Prime Day is a chance for Amazon to show off its extremely successful Alexa virtual assistant to order items. Alexa, which powers Amazon consumer electronics devices, particularly Echo, allows its owners to handle a large range of functions from setting alarms to telling the weather to streaming audiobooks. Starting July 13, Prime members can get early deals, if they use Alexa to order.

Unhappy workers and some Prime members who may support them could disrupt these plans. Some who work in Amazon warehouses believe that they are overworked due to high quotas and endangered by lax safety features. For example, Hibaq Mohamed has worked at the Amazon fulfillment center since 2016 and told Forbes, “We’re forced to work like machines.” Mohamed is an immigrant from Kenya who has worked at the Amazon fulfillment center in Shakopee since she arrived in the United States. “I see it as abuse.” Amazon says that this claim, one of the many complaints about working at Amazon facilities, is baseless. Workers at Amazon’s center in Shakopee have planned stop work for four hours during Prime Day.

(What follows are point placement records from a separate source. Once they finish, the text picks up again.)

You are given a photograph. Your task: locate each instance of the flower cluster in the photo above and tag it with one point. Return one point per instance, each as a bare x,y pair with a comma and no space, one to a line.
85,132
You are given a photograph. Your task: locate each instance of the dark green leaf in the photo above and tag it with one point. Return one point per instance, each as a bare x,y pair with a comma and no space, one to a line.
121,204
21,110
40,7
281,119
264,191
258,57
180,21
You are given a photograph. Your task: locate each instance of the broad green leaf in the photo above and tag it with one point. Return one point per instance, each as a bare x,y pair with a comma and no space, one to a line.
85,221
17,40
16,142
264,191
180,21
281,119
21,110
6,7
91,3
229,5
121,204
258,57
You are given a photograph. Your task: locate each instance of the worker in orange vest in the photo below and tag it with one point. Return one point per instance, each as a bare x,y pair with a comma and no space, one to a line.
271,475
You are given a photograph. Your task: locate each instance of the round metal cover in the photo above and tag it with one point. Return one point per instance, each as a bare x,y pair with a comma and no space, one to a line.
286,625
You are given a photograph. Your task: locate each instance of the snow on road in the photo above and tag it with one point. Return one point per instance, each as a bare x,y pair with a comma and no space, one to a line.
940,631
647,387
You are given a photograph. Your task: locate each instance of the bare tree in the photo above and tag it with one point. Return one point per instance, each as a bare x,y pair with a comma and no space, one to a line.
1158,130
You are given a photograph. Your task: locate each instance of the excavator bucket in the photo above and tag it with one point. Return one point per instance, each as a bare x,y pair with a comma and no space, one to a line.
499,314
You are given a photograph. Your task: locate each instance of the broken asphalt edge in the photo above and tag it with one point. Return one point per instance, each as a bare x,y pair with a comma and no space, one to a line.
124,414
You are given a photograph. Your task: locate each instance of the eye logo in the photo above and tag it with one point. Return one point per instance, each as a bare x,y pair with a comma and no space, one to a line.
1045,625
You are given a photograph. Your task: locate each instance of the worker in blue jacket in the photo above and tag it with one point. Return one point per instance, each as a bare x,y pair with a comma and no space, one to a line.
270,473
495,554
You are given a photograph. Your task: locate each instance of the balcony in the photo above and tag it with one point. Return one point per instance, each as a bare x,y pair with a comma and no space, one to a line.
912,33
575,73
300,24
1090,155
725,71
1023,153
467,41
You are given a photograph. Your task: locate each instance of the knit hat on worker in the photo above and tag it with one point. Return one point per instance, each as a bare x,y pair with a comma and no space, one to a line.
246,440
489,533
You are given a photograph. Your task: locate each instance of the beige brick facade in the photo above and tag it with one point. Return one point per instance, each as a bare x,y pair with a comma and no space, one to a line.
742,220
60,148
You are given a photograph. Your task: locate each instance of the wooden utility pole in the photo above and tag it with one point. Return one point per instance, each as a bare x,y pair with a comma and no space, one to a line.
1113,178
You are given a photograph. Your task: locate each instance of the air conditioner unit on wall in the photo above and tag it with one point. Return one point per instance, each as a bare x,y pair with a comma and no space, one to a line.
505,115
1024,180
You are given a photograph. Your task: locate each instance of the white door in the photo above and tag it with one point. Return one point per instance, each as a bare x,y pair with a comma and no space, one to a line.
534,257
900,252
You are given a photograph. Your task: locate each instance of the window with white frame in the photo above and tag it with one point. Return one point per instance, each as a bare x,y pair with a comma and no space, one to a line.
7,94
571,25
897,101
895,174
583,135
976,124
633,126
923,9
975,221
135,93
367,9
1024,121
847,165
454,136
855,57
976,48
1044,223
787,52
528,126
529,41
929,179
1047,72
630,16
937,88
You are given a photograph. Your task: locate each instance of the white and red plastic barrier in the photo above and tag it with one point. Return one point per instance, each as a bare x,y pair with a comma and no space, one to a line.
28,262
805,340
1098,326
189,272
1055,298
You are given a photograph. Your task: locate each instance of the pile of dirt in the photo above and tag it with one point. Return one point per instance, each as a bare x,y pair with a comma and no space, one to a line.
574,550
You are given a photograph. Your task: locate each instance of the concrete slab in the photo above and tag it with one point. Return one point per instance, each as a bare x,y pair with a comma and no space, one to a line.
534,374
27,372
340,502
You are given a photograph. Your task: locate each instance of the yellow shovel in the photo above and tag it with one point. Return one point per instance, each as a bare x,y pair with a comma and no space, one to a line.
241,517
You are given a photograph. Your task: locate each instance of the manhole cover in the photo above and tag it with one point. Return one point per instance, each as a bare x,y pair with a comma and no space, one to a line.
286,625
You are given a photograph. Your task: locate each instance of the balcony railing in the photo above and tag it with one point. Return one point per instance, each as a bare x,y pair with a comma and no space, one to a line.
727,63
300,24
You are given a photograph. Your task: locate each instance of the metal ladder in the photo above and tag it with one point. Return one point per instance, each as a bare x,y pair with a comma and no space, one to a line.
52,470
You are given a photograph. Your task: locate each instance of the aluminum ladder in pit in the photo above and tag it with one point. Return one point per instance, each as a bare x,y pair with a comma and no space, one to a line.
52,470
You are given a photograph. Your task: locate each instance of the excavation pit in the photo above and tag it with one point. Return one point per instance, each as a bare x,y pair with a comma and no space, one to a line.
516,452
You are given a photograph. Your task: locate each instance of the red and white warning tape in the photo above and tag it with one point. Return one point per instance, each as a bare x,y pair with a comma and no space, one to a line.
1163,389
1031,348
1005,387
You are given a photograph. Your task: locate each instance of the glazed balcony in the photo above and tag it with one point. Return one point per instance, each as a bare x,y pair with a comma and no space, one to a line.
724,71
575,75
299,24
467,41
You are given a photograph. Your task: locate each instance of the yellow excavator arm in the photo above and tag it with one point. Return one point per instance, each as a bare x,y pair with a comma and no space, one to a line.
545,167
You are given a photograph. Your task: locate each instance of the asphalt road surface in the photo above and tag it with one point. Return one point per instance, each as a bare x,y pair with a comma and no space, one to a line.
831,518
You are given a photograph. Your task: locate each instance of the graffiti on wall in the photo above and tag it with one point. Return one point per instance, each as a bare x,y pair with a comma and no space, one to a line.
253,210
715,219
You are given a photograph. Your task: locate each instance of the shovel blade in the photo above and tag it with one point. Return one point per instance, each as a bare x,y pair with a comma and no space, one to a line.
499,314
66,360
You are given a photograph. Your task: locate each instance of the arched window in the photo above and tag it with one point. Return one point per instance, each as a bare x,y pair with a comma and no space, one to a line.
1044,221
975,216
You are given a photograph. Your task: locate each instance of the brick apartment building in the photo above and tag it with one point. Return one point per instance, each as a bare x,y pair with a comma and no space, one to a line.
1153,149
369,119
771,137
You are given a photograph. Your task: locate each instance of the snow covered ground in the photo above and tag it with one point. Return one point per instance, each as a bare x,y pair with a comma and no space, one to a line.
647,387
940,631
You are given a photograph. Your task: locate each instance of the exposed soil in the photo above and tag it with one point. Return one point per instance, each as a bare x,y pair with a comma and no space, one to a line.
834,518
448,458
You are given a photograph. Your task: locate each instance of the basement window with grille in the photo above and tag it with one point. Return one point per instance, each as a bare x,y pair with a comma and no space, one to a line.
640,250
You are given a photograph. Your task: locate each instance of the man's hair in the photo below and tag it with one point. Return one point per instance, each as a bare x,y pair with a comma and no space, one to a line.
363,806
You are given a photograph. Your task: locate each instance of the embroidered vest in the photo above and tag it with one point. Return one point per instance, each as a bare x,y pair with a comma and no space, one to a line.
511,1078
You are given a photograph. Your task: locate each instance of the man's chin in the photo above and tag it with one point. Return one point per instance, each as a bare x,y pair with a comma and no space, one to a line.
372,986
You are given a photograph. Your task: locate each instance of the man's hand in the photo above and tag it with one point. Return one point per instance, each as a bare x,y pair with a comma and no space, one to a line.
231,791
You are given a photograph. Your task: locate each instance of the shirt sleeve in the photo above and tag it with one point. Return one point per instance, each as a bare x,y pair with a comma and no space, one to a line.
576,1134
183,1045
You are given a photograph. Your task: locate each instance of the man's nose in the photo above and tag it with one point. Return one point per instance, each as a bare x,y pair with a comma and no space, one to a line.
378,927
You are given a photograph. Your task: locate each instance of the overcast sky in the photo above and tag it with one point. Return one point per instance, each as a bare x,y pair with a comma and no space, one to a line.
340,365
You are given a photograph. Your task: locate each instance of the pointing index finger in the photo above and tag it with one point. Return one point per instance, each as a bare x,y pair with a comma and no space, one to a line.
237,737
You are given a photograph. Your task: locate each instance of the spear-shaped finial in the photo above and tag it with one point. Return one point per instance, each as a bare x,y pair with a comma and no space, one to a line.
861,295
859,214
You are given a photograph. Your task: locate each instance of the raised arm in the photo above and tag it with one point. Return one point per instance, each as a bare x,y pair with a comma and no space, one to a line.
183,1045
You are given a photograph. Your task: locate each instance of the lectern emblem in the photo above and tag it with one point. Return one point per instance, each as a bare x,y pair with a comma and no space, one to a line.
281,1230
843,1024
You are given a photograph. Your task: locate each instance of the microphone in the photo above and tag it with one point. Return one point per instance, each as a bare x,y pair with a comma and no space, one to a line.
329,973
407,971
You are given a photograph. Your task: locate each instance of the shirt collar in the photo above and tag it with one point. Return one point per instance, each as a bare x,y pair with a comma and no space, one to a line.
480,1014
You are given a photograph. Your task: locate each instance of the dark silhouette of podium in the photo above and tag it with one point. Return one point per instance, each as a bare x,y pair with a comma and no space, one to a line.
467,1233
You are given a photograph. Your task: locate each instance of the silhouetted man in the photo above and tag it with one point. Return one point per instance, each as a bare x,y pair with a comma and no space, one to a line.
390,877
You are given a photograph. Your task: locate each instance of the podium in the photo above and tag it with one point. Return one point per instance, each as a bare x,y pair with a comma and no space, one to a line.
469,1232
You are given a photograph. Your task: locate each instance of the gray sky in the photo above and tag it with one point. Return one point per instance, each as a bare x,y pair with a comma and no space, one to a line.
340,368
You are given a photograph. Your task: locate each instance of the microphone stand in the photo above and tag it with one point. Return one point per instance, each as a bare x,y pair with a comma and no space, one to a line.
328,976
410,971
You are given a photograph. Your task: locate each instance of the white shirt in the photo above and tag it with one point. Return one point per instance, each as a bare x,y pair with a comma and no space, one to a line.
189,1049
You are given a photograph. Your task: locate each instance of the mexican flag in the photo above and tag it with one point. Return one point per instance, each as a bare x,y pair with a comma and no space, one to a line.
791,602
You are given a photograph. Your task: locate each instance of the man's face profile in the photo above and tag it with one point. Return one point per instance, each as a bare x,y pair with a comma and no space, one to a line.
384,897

The protests against Amazon have spread to other parts of the workforce. Some pilots who fly for Amazon Air, the company’s carrier operation, will take out advertisements protesting their own pay. “As we know firsthand, Amazon’s business model too often neglects the well-being of the workers who make the e-commerce giant so incredibly successful,” said Daniel Wells, a pilot and president of Teamster Local 1224, quoted in the New York Post.

A lengthy article in The New York Times in 2015 highlighted major allegations about working conditions early on and they have grown since. Amazon repeatedly has defended itself against allegations. The broader public may have ignored much of this so far. Amazon still is one of the companies with the best reputations.

Prime Day is essential to Amazon’s continuing growth. It not only drives sales to current members but also is used as a tool to get new ones. Amazon said it sold over 100 million products during Prime Day last year. Some Amazon workers want to see Prime Day as a chance to hurt the company financially and bring to light their grievances. Amazon has no way to stop them.